Un homme réapparaît subitement après quatre années d’errance, période sur laquelle il ne donne aucune explication à son frère venu le retrouver. Ils partent pour Los Angeles récupérer le fils de l’ancien disparu, avec lequel celui-ci il part au Texas à la recherche de Jane, la mère de l’enfant. Une quête vers l’inconnu, une découverte mutuelle réunit ces deux êtres au passé tourmenté.
Après avoir contribué au renouveau du cinéma allemand dans les années 70, Wim Wenders avait réalisé des œuvres en lien avec les États-Unis, Paris, Texas explore cette voie, dans le cadre d’une coproduction allemande, britannique et française. Comme avant lui les cinéastes de la Nouvelle Vague, Wenders a toujours été fasciné par l’Amérique, via son cinéma et sa mythologie. Le film démarre par le plan d’un homme errant dans le désert texan. La partition musicale (désormais culte) de Roy Cooder accompagne ses pas, tandis que d’amples mouvements de caméra révèlent l’immensité des lieux, symbole de l’état de perdition du personnage. Musique et images à l’unisson d’une œuvre artistique intégrale ; les deux provoquent foule émotions. Travis (Harry Dean Stanton) s’effondre alors au moment où il fait une halte dans un débit de boisson. À l’hôpital, le médecin (Bernard Wicki) ne peut que constater son mutisme et son apparente amnésie.

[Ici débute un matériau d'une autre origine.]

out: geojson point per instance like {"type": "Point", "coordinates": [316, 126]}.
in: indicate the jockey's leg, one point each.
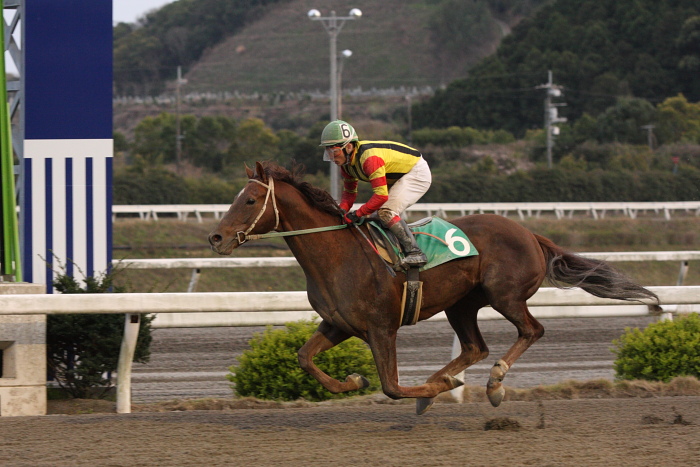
{"type": "Point", "coordinates": [392, 221]}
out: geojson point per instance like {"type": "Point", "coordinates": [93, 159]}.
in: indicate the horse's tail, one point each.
{"type": "Point", "coordinates": [594, 276]}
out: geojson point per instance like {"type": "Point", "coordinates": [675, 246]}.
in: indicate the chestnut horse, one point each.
{"type": "Point", "coordinates": [349, 285]}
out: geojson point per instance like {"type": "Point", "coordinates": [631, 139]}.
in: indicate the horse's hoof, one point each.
{"type": "Point", "coordinates": [423, 404]}
{"type": "Point", "coordinates": [359, 380]}
{"type": "Point", "coordinates": [454, 382]}
{"type": "Point", "coordinates": [496, 395]}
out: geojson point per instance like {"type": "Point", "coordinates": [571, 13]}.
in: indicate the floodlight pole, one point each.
{"type": "Point", "coordinates": [333, 24]}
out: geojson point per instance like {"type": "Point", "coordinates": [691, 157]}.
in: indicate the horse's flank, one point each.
{"type": "Point", "coordinates": [350, 288]}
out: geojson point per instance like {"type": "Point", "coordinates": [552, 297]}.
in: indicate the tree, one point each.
{"type": "Point", "coordinates": [678, 121]}
{"type": "Point", "coordinates": [254, 142]}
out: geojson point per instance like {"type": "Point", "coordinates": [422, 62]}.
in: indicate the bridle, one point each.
{"type": "Point", "coordinates": [243, 237]}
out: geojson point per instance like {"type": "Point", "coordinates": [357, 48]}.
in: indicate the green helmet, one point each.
{"type": "Point", "coordinates": [338, 132]}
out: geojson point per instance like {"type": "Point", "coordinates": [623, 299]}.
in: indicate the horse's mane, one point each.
{"type": "Point", "coordinates": [317, 196]}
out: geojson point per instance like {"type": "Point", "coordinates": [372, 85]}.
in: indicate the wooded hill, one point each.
{"type": "Point", "coordinates": [598, 50]}
{"type": "Point", "coordinates": [271, 46]}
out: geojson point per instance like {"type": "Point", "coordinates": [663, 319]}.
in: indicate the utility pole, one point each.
{"type": "Point", "coordinates": [410, 119]}
{"type": "Point", "coordinates": [550, 114]}
{"type": "Point", "coordinates": [178, 136]}
{"type": "Point", "coordinates": [650, 135]}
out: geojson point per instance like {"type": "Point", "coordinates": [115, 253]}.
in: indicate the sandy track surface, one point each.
{"type": "Point", "coordinates": [630, 432]}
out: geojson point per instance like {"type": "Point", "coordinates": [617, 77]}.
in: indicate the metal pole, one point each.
{"type": "Point", "coordinates": [547, 122]}
{"type": "Point", "coordinates": [333, 33]}
{"type": "Point", "coordinates": [178, 139]}
{"type": "Point", "coordinates": [333, 24]}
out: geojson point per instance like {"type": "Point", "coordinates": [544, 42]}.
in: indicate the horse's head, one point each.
{"type": "Point", "coordinates": [253, 211]}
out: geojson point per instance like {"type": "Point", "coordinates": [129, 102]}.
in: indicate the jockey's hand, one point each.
{"type": "Point", "coordinates": [352, 217]}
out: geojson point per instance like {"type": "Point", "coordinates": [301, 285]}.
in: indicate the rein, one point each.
{"type": "Point", "coordinates": [243, 237]}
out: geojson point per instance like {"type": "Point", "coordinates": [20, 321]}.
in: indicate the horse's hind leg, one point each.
{"type": "Point", "coordinates": [529, 331]}
{"type": "Point", "coordinates": [383, 345]}
{"type": "Point", "coordinates": [462, 318]}
{"type": "Point", "coordinates": [326, 337]}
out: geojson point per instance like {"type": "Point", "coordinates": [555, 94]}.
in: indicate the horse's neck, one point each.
{"type": "Point", "coordinates": [312, 250]}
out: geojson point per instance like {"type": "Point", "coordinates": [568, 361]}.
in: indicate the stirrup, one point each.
{"type": "Point", "coordinates": [415, 259]}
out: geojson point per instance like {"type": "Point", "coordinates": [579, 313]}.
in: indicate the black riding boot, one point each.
{"type": "Point", "coordinates": [414, 255]}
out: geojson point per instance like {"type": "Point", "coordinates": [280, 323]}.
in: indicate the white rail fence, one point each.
{"type": "Point", "coordinates": [286, 306]}
{"type": "Point", "coordinates": [596, 210]}
{"type": "Point", "coordinates": [197, 264]}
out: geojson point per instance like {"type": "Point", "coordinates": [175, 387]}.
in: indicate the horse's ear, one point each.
{"type": "Point", "coordinates": [260, 172]}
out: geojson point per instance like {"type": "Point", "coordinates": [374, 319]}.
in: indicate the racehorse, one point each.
{"type": "Point", "coordinates": [349, 286]}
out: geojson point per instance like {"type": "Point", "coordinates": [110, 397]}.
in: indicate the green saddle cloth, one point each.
{"type": "Point", "coordinates": [440, 240]}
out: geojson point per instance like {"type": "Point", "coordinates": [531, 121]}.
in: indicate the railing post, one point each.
{"type": "Point", "coordinates": [194, 280]}
{"type": "Point", "coordinates": [126, 359]}
{"type": "Point", "coordinates": [683, 272]}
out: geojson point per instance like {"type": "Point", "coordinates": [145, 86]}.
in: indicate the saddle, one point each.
{"type": "Point", "coordinates": [439, 240]}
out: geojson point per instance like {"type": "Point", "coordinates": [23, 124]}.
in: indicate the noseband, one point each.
{"type": "Point", "coordinates": [243, 237]}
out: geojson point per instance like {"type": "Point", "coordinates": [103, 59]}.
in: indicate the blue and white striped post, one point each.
{"type": "Point", "coordinates": [67, 162]}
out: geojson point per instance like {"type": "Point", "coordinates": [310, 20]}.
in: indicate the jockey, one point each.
{"type": "Point", "coordinates": [398, 174]}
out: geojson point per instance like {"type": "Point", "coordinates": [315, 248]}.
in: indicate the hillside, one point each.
{"type": "Point", "coordinates": [272, 46]}
{"type": "Point", "coordinates": [598, 51]}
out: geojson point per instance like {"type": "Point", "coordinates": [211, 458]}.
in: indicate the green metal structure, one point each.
{"type": "Point", "coordinates": [10, 260]}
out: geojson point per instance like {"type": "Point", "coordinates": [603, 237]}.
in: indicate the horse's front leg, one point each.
{"type": "Point", "coordinates": [326, 337]}
{"type": "Point", "coordinates": [383, 345]}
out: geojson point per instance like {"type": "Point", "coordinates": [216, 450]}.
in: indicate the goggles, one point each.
{"type": "Point", "coordinates": [330, 150]}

La première heure du film devient alors un road movie, quand Walt, le frère (Dean Stockwell), ramène Travis à Los Angeles. On apprend alors que Travis avait disparu depuis quatre ans, après avoir rompu avec Jane (Nastassja Kinski, au sommet de sa beauté ; mais il faudra attendre près de 90’ pour le découvrir !!!). Leur petit garçon, Hunter, avait été confié à Walt et Anne, son épouse française (Aurore Clément). Le premier quart d’heure ne montre pas de rupture : un filmage lent, contemplatif, montrant la solitude de personnages éternellement en fuite. Ce n’est pas que la suite du récit échappe à la règle, mais Wim Wenders prend la voie d’un cinéma plus populaire de par son scénario, écrit par Sam Shepard : la narration joue en effet sur la corde sensible et émotionnelle, donnant une dimension supplémentaire à l’art de l’auteur, qui ne renonce pas pour autant à son exigence stylistique.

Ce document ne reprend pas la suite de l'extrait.